Filipino teacher and development worker

Efren Geronimo Peñaflorida, OL (born March 5, 1981), is a Filipino teacher and development worker. He offers Filipino youth an alternative to street gangs through education, recreating school settings in unconventional locations such as cemeteries and trash dumps.

In March 2009, Peñaflorida was featured as a CNN Hero as part of the news network's program to honor individuals who make extraordinary contributions to help others. On November 22, 2009, he was named CNN Hero of the Year.

== Early life ==
Efren Peñaflorida was born the middle child of Efren Peñaflorida Sr., a tricycle driver, and Lucila Geronimo, a housewife. The family eventually started a small nut business to make ends meet. Efren grew up in an urban slum near an open dump site in Cavite City, Cavite, playing amongst garbage and swimming in polluted waters. He would often fall victim to neighborhood bullying. Peñaflorida was one of World Vision's sponsored-children during his early childhood.

Peñaflorida completed his elementary and high school education through the help of scholarships and financial assistance, and received several class awards and honors. In 2000, he graduated from San Sebastian College–Recoletos de Cavite with a degree in computer technology, receiving highest honors. He pursued a second course at Cavite City campus of the Cavite State University, graduating cum laude in 2006 with a degree in Secondary Education.

== Dynamic Teen Company ==
In 1997, at 16 years old, Peñaflorida started a youth group in his high school aimed at diverting students' attention away from street gangs, and towards community activism and personal development. Joined by other classmates, they named the group Dynamic Teen Company.

Dynamic Teen Company started as a friendship club of around 20 members, with an aim of providing youth awareness projects, talent and self-development activities, and community services. They collaborated with Club 8586, another community service organization operating in the area.
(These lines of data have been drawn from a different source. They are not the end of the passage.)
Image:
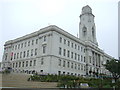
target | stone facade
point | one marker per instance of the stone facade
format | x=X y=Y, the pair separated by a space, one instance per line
x=53 y=50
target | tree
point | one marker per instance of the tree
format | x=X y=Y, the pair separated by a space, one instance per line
x=114 y=67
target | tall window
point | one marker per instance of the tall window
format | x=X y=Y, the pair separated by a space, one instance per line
x=23 y=64
x=68 y=65
x=60 y=39
x=75 y=56
x=36 y=51
x=84 y=31
x=20 y=54
x=44 y=38
x=36 y=41
x=27 y=53
x=59 y=62
x=31 y=52
x=32 y=42
x=30 y=63
x=44 y=49
x=71 y=54
x=64 y=52
x=60 y=50
x=63 y=63
x=24 y=54
x=26 y=63
x=68 y=54
x=64 y=41
x=19 y=64
x=42 y=62
x=28 y=43
x=34 y=63
x=22 y=45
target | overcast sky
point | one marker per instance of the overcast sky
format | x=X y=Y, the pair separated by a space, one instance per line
x=21 y=17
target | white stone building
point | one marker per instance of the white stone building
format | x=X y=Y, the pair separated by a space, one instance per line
x=55 y=51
They eventually pioneered the idea of the "pushcart classroom", where pushcarts were stocked with school materials such as books, pens, tables, and chairs, and then used on Saturdays to recreate school settings in unconventional locations such as the cemetery or trash dump.

=== CNN Hero ===
Peñaflorida was nominated for CNN Heroes by Club 8586, the youth group that financed his elementary and high school education. After sifting through 9,000 nominees from over 100 countries, CNN's Blue Ribbon Panel selected Peñaflorida as one of its 28 heroes of 2009. On October 1, Peñaflorida was named among the ten finalists. On November 22, he was named CNN Hero of the Year for 2009. The award includes $100,000 cash to continue his work with Dynamic Teen Company.

Philippine President Gloria Macapagal Arroyo conferred on Efren Peñaflorida the Order of Lakandula in a ceremony at Malacañang Palace upon his return to the Philippines.